Bayes Theorem is one of the most powerful equation in Statistics. It uses prior knowledge and takes a different approach compared to Frequenist approch. Bayesian vs Frequentist debate has a big history and an on-going debate. It is imperative to understand both sides of the table.
In this blog, we will introduce Bayesian Linear regression and the math behind it. We will also compare it with general linear regression.
From the frequentist approch, the linear regression will be of below form.
\(y=\beta_0+\beta_1x_1+\beta_2x_2+e\)
We have seen various forms of linear regression throughout the class.
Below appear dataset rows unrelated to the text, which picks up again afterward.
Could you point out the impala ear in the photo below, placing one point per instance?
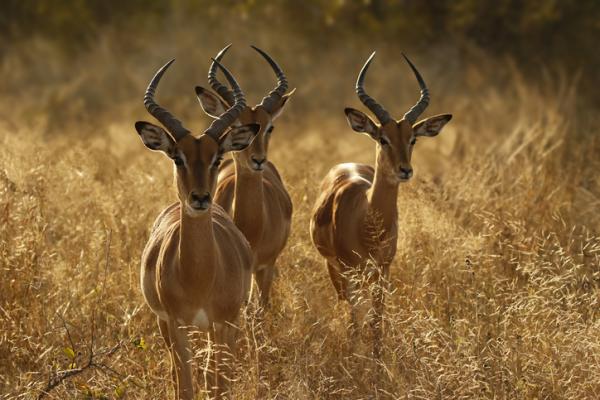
(284, 100)
(211, 103)
(361, 122)
(155, 137)
(238, 137)
(431, 126)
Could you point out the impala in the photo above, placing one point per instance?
(354, 224)
(250, 188)
(196, 267)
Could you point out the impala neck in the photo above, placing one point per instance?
(383, 194)
(247, 202)
(197, 255)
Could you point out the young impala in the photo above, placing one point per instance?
(354, 225)
(196, 266)
(250, 188)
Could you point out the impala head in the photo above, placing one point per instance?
(396, 138)
(255, 156)
(196, 158)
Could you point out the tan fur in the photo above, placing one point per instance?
(354, 224)
(196, 268)
(258, 201)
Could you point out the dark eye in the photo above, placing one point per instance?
(217, 162)
(178, 161)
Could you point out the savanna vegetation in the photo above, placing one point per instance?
(495, 287)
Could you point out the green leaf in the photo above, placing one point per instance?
(69, 352)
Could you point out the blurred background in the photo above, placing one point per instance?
(88, 62)
(497, 277)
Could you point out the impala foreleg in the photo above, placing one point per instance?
(182, 358)
(223, 338)
(163, 326)
(264, 280)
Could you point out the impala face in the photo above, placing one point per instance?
(395, 140)
(196, 160)
(254, 158)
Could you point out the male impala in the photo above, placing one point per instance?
(196, 266)
(354, 225)
(250, 188)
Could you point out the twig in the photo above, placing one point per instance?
(61, 376)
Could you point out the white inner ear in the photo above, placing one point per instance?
(431, 127)
(238, 138)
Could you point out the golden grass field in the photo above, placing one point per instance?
(495, 288)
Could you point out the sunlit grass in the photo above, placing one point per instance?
(495, 286)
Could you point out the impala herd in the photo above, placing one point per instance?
(233, 217)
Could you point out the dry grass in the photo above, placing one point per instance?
(495, 286)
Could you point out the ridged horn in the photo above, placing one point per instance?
(216, 129)
(416, 110)
(270, 101)
(382, 115)
(173, 125)
(217, 86)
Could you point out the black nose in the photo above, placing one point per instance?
(199, 201)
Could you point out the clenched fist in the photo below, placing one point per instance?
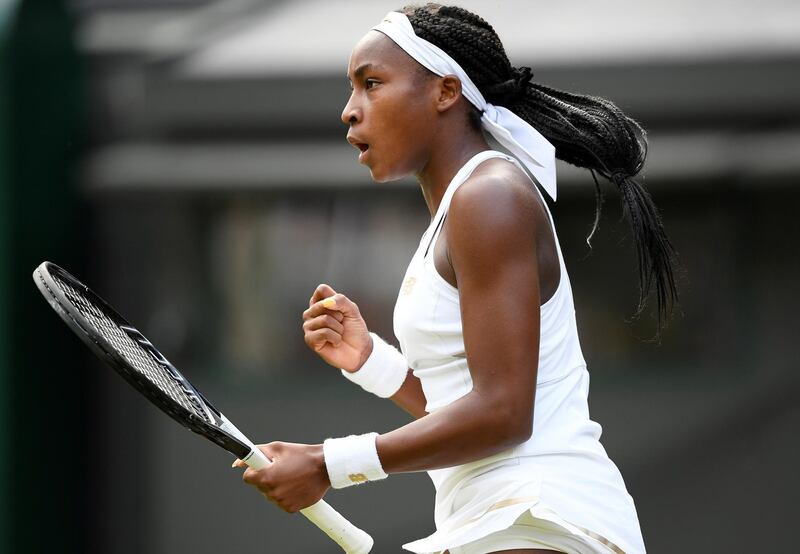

Here y is the response variable and x are the predictor variables. All we do is to find the weights of \(\beta\) by minimizing residual sum squares(RSS). Line of best fit is formed using OLS method.
With all these calculation, we boild down to single estimate for the model parameters with confidence interval using training data. Our model is completely informed by the data. Once we have our \(\hat\beta\) values, we will estimate the response values.
excercise <- read.csv('./data/excercise.csv',stringsAsFactors = FALSE)
calories <- read.csv('./data/calories.csv',stringsAsFactors = FALSE)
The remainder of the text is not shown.